What is structure packing?

It is a technique for reducing the memory footprint in C-like structures. Let’s see an example. On a 32-bit machine the size of the variable types are:

sizeof(char *) = 4 Bytes
sizeof(long)   = 4 Bytes
sizeof(int)    = 4 Bytes
sizeof(short)  = 2 Bytes
sizeof(char)   = 1 Byte
sizeof(float)  = 4 Bytes
sizeof(double) = 8 Bytes

Now let’s just say you have these variables declared:

char *ch_ptr;
char ch;
int number;
short sh;

You might assume that these three variables would occupy a continuous span of bytes in memory. That is, on a 32-bit machine 4 bytes of pointer would be immediately followed by 1 byte of char and that immediately followed by 4 bytes of int and then 2 bytes of short.

Note: I am ignoring the fact that allocated order of static variables might not be the same as source order.
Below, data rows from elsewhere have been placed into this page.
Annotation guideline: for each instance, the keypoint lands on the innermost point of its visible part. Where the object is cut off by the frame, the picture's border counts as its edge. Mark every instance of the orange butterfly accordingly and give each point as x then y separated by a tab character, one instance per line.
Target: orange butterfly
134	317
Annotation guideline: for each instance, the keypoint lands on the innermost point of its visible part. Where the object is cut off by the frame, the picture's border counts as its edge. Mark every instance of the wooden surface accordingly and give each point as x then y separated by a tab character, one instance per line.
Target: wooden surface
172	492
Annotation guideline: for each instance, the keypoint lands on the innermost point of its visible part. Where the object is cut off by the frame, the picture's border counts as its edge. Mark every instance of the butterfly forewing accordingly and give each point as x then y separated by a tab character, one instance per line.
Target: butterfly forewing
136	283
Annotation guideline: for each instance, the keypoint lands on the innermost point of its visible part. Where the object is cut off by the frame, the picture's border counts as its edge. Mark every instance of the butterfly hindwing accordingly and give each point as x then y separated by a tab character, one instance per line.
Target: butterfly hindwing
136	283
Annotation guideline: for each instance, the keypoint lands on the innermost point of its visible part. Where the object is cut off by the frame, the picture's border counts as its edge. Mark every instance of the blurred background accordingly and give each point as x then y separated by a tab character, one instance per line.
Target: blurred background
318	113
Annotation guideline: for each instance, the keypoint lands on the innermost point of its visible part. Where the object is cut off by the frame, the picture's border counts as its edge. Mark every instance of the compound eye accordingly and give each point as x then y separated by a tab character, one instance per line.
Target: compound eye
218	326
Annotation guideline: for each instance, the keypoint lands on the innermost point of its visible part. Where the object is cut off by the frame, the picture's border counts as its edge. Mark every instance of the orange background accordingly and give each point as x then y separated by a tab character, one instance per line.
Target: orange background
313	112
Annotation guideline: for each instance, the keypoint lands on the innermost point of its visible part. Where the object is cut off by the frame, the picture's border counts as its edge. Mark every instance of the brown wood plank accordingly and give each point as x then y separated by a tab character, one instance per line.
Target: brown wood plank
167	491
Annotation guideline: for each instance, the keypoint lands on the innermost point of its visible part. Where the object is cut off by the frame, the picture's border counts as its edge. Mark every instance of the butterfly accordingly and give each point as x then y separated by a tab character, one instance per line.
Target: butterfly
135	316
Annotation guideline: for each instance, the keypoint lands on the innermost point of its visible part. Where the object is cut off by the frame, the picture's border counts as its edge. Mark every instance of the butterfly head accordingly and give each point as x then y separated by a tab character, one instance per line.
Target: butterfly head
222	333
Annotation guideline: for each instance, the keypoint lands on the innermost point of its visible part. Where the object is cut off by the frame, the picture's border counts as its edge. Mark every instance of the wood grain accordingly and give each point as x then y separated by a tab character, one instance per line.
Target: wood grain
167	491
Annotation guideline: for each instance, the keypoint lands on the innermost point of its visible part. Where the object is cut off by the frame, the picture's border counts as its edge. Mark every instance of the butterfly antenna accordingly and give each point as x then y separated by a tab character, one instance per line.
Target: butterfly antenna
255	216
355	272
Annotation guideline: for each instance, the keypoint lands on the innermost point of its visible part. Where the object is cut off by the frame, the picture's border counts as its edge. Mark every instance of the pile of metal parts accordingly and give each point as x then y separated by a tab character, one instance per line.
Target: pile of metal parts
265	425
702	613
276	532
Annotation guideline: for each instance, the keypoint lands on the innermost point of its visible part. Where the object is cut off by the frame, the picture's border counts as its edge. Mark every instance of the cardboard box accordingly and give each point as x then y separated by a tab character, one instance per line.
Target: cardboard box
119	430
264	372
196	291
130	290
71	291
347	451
But this is where you would be wrong. Most modern processors are self aligned. Variables doesn’t start at arbitrary byte addresses in memory. ‘chars’ can start on any byte address, but 2-byte ‘short’ must start on an even address, 4-byte ‘int’ or ‘float’ must start on an address divisible by 4, and 8-byte ‘long’ or ‘double’ must start on an address divisible by 8. So, the actual placement would be like:

As you can see, memory address 0x0005 - 0x0007 is wasted. The official term for this is ‘slop’. As if you declared something like this:

char *ch_ptr;
char ch;
char pad[3];
int number;
short sh;

It gets worse if you declare these as a struct. For example:

struct foo
{
    char *ch_ptr;
    char ch;
    int number;
    short sh;
}

Struct will self-align with highest size i.e. ‘foo’ will be 4-bytes aligned.

You are wasting 6-bytes now. If you have a linked list of 100k of these, imagine how much you are wasting. What if you pass this as a function argument by value? Horrible things can happen. But, if we reorder the variables like this:

struct foo
{
    char *ch_ptr;
    int number;
    short sh;
    char ch;
}

Now we are wasting only 1-byte. So the trick is declare your variables in a decreasing order.

Run this to see the results on an online C compiler.

Some tips:
1) Enumerated-type variables are usually ints but it is compiler-dependent; they could be shorts, longs, or even chars by default. Your compiler may have a pragma or command-line option to force the size.

2) If you have several boolean flags in a struct consider reducing them to 1-bit bitfields and packing them into a place in the structure that would otherwise be slop.

3) The clang compiler has a -Wpadded option that causes it to generate messages about alignment holes and padding. Some versions also have an undocumented -fdump-record-layouts option that yields more information.